Why does total differential is sum of partial derivatives?

Question

Everywhere is definition of total differential I see the sum of partial derivatives multiplied by appropriate differentials, but there is nowhere clear explanation why it is.

Answer 1

The differential of a function $f:\mathbb R^m\to\mathbb R^n$ is a linear map that is the “best” approximation to the change of $f$ near some point $\mathbf p=(p^1,\dots,p^n)$, i.e., $f(\mathbf p+\mathbf h)=f(\mathbf p)+\operatorname{d}f_{\mathbf p}[\mathbf h]+o(\|\mathbf h\|)$. Restricting ourselves to a scalar-valued function $f:\mathbb R^n\to\mathbb R$, it’s fairly straightforward to show that ${\partial f\over\partial x_k}(\mathbf p)=\operatorname{d}f_{\mathbf p}[\mathbf e^k]$, where $\mathbf e^k$ is the basis vector corresponding to the $x^k$ coordinate. Since a linear map is determined by its action on the basis vectors, in this coordinate system we can write $\operatorname{d}f_{\mathbf v}$ as the row vector $\left({\partial f\over\partial x_1}(\mathbf p),\dots,{\partial f\over\partial x_n}(\mathbf p)\right)$ so that $\operatorname{d}f_{\mathbf p}[\mathbf h]$ becomes simple matrix multiplication (or, if you prefer, a dot product).

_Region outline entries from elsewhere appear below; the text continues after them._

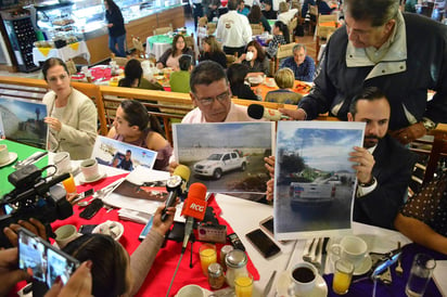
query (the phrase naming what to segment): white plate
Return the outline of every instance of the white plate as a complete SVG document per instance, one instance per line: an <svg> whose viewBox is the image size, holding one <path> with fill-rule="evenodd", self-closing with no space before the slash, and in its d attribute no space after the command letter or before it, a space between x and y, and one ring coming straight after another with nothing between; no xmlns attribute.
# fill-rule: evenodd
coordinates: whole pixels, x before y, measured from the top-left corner
<svg viewBox="0 0 447 297"><path fill-rule="evenodd" d="M17 154L16 153L14 153L14 152L9 152L9 153L10 153L10 159L7 160L7 162L0 163L0 167L10 165L11 163L13 163L14 160L17 159Z"/></svg>
<svg viewBox="0 0 447 297"><path fill-rule="evenodd" d="M278 296L289 297L289 287L291 286L291 279L289 276L289 271L283 271L277 281L277 294ZM314 289L306 295L306 297L325 297L328 296L328 285L324 282L324 279L318 274L317 281Z"/></svg>
<svg viewBox="0 0 447 297"><path fill-rule="evenodd" d="M371 257L368 255L363 262L361 263L361 266L359 266L358 268L356 268L354 270L354 275L361 275L367 273L372 267L372 259Z"/></svg>
<svg viewBox="0 0 447 297"><path fill-rule="evenodd" d="M95 181L102 180L102 179L105 178L105 177L107 177L107 173L106 173L106 172L102 172L102 173L100 172L100 175L99 175L95 179L86 180L86 178L84 177L84 175L81 175L81 176L79 176L79 182L80 182L80 183L95 182Z"/></svg>

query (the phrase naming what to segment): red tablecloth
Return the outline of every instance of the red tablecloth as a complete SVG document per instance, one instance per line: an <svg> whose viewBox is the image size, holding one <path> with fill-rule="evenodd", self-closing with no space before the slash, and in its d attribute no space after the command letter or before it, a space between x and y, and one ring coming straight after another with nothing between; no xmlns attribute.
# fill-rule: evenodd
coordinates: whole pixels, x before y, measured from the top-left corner
<svg viewBox="0 0 447 297"><path fill-rule="evenodd" d="M78 186L77 190L78 190L78 193L84 192L91 188L98 191L106 186L107 184L112 183L113 181L122 177L125 177L125 176L126 175L110 177L97 183L80 185ZM225 221L220 217L221 209L217 205L214 198L209 201L208 206L212 206L214 208L214 211L219 220L219 223L227 225L227 234L232 233L233 232L232 228L228 224L227 221ZM78 214L80 212L80 210L77 206L74 207L74 211L75 211L75 215L72 216L71 218L66 220L62 220L62 221L55 221L54 223L52 223L53 230L58 229L61 225L68 224L68 223L75 224L77 228L79 228L82 224L98 224L106 220L114 220L114 221L119 220L118 211L116 209L110 212L106 212L106 210L103 208L91 220L85 220L85 219L79 218ZM140 242L138 241L138 235L140 234L144 225L135 223L131 221L120 221L120 222L123 223L125 228L125 232L122 238L119 240L119 242L123 244L123 246L126 248L126 250L129 254L132 254L133 250L140 244ZM199 247L201 245L202 243L200 242L196 242L193 245L193 255L192 255L193 268L192 269L190 269L189 267L191 245L188 245L188 248L181 261L179 271L174 281L173 288L170 290L170 296L174 296L178 292L179 288L181 288L182 286L187 284L197 284L206 289L210 289L207 283L207 279L202 272L202 268L200 263ZM217 249L220 250L221 246L222 246L221 244L217 244ZM149 272L144 281L144 284L142 285L137 296L165 296L166 295L167 289L169 287L170 280L174 275L174 271L177 267L178 259L180 258L180 251L181 251L181 243L171 242L171 241L167 242L166 246L158 251L158 255L154 261L154 264L151 271ZM218 255L218 259L219 259L219 255ZM247 268L248 268L248 271L253 274L254 279L259 280L259 273L257 272L250 257L248 257Z"/></svg>

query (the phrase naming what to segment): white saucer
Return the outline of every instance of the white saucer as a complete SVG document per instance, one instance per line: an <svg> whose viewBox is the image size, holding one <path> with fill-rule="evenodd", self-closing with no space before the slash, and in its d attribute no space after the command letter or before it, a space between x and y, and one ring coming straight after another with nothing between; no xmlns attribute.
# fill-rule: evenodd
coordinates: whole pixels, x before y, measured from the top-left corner
<svg viewBox="0 0 447 297"><path fill-rule="evenodd" d="M365 257L363 262L361 263L361 266L359 266L358 268L356 268L354 270L354 275L361 275L367 273L372 267L372 259L371 257L368 255L367 257Z"/></svg>
<svg viewBox="0 0 447 297"><path fill-rule="evenodd" d="M11 163L13 163L14 160L17 159L17 154L16 153L14 153L14 152L9 152L9 153L10 153L10 159L4 162L4 163L0 163L0 167L10 165Z"/></svg>
<svg viewBox="0 0 447 297"><path fill-rule="evenodd" d="M95 182L95 181L102 180L102 179L105 178L105 177L107 177L107 173L106 173L106 172L103 172L103 173L100 172L97 178L91 179L91 180L86 180L86 178L84 177L84 175L81 175L81 176L79 176L79 182L80 182L80 183Z"/></svg>
<svg viewBox="0 0 447 297"><path fill-rule="evenodd" d="M289 276L289 271L283 271L277 281L277 294L278 296L289 297L289 287L291 285L291 279ZM324 279L318 274L315 287L306 297L325 297L328 296L328 285L324 282Z"/></svg>

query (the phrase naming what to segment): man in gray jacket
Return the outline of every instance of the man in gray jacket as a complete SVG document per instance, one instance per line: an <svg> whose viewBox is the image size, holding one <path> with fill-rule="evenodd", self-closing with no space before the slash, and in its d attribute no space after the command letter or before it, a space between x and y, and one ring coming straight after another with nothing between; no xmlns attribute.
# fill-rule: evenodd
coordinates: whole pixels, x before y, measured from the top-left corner
<svg viewBox="0 0 447 297"><path fill-rule="evenodd" d="M295 119L330 112L346 119L350 99L368 86L389 100L389 130L409 143L447 120L447 27L401 14L396 0L346 0L346 24L328 42L315 87ZM435 94L427 101L427 90Z"/></svg>

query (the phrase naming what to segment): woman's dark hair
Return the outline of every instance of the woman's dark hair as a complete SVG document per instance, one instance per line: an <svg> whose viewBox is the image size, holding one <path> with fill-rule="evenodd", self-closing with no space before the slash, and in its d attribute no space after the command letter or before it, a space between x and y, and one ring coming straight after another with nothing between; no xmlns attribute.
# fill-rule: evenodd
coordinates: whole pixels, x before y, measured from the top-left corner
<svg viewBox="0 0 447 297"><path fill-rule="evenodd" d="M233 63L227 69L228 81L230 87L244 83L245 76L248 74L248 67L244 64Z"/></svg>
<svg viewBox="0 0 447 297"><path fill-rule="evenodd" d="M120 296L129 292L126 283L126 267L129 256L123 246L111 236L102 234L82 235L64 249L80 262L91 260L93 280L92 295L95 297Z"/></svg>
<svg viewBox="0 0 447 297"><path fill-rule="evenodd" d="M124 119L129 122L129 126L138 126L140 131L144 131L146 128L151 128L164 135L164 131L159 126L159 121L152 115L148 114L148 109L141 102L136 100L124 100L119 104L124 112Z"/></svg>
<svg viewBox="0 0 447 297"><path fill-rule="evenodd" d="M259 44L259 42L257 42L256 40L250 41L248 44L246 44L245 52L248 50L248 47L255 47L255 49L257 51L256 60L261 62L261 61L264 61L264 59L266 59L266 52L264 51L264 49Z"/></svg>
<svg viewBox="0 0 447 297"><path fill-rule="evenodd" d="M282 35L284 36L285 42L290 43L291 42L291 36L289 34L288 25L285 25L281 21L277 21L277 22L274 22L274 26L278 27L279 30L282 33Z"/></svg>
<svg viewBox="0 0 447 297"><path fill-rule="evenodd" d="M179 40L180 38L182 38L183 41L184 41L184 48L183 48L183 50L181 51L181 53L186 53L186 52L188 51L187 40L184 39L184 36L182 36L181 34L178 34L178 35L176 35L176 36L174 37L174 39L173 39L173 56L177 53L177 47L176 47L176 44L177 44L177 40Z"/></svg>
<svg viewBox="0 0 447 297"><path fill-rule="evenodd" d="M104 2L107 2L110 11L119 11L119 7L113 0L104 0Z"/></svg>
<svg viewBox="0 0 447 297"><path fill-rule="evenodd" d="M136 79L140 83L141 76L143 75L141 62L137 59L129 60L124 67L124 75L125 77L119 80L118 87L130 88Z"/></svg>
<svg viewBox="0 0 447 297"><path fill-rule="evenodd" d="M261 12L259 5L253 5L247 15L250 24L259 24L260 16Z"/></svg>
<svg viewBox="0 0 447 297"><path fill-rule="evenodd" d="M209 86L215 81L219 81L220 79L225 79L228 81L227 75L225 74L225 69L220 64L214 61L203 61L199 63L191 72L190 77L190 88L191 91L194 93L196 85L205 85Z"/></svg>
<svg viewBox="0 0 447 297"><path fill-rule="evenodd" d="M61 65L62 67L64 67L65 72L69 75L68 67L67 67L67 65L65 65L64 61L62 61L59 57L50 57L50 59L47 59L46 62L43 62L43 65L42 65L42 74L43 74L43 79L46 81L47 81L48 70L51 67L56 66L56 65Z"/></svg>

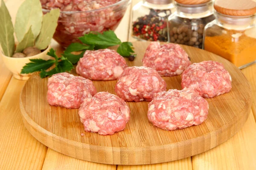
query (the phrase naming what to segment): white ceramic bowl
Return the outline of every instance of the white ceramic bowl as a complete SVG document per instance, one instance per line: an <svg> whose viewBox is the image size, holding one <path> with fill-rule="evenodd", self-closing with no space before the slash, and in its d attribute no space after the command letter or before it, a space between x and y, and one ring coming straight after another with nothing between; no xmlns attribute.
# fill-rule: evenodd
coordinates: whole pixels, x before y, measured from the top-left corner
<svg viewBox="0 0 256 170"><path fill-rule="evenodd" d="M27 80L29 79L32 74L20 74L20 71L26 64L30 62L29 59L42 59L47 60L51 58L47 54L51 48L49 45L48 48L44 51L38 54L33 56L28 57L24 58L13 58L7 57L0 52L3 62L5 64L7 68L12 73L13 76L18 79Z"/></svg>

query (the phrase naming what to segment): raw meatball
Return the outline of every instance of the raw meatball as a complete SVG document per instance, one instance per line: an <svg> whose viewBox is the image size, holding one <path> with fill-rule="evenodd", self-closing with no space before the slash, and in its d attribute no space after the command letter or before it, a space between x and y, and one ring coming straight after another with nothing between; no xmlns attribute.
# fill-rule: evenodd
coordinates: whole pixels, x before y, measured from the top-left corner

Now, the differential $dx^i$ of the affine coordinate function $x^i$ is just a function that assigns to a point $\mathbf p$ its $i$th coordinate. Using the above matrix formulation, this means that $dx^1=(1,0,\dots,0)$, $dx^2=(0,1,0,\dots,0)$, and so on. So we can write $\operatorname{d}f_{\mathbf p}$ as $${\partial f\over\partial x_1}(\mathbf p)(1,0,\dots,0)+\cdots+{\partial f\over\partial x_n}(\mathbf p)(0,0,\dots,1)$$ or $${\partial f\over\partial x_1}dx^1+\cdots+{\partial f\over\partial x_n}dx^n$$ (with the partial derivatives evaluated at $\mathbf p$).

It might help to look at this geometrically. For a scalar-valued function $f$, this linear approximation amounts to approximating the $n$-dimensional hypersurface (in $\mathbb R^{n+1}$) $y=f(\mathbf x)$ at the point $\mathbf p$ by its tangent hypersurface at that point. Just as the derivative of $f$ gives the slope of the tangent line to the curve $y=f(x)$ in the one-dimensional case $f:\mathbb R\to\mathbb R$, in the multidimensional case each partial derivative ${\partial f\over\partial x_i}$ gives the slope of the tangent hypersurface in the $x^i$ direction. The equation of the tangent hypersurface at $\mathbf p$ is thus $$y={\partial f\over\partial x_1}(x^1-p^1)+\cdots+{\partial f\over\partial x_n}(x^n-p^n)=\left({\partial f\over\partial x_1},\cdots,{\partial f\over\partial x_n}\right)(\mathbf x-\mathbf p),$$ with the partial derivatives evaluated at $\mathbf p$. Comparing this to the definition of $\operatorname{d}f_{\mathbf p}$ at the top, we again find that it can be represented as a row vector of partial derivatives, and proceed as before.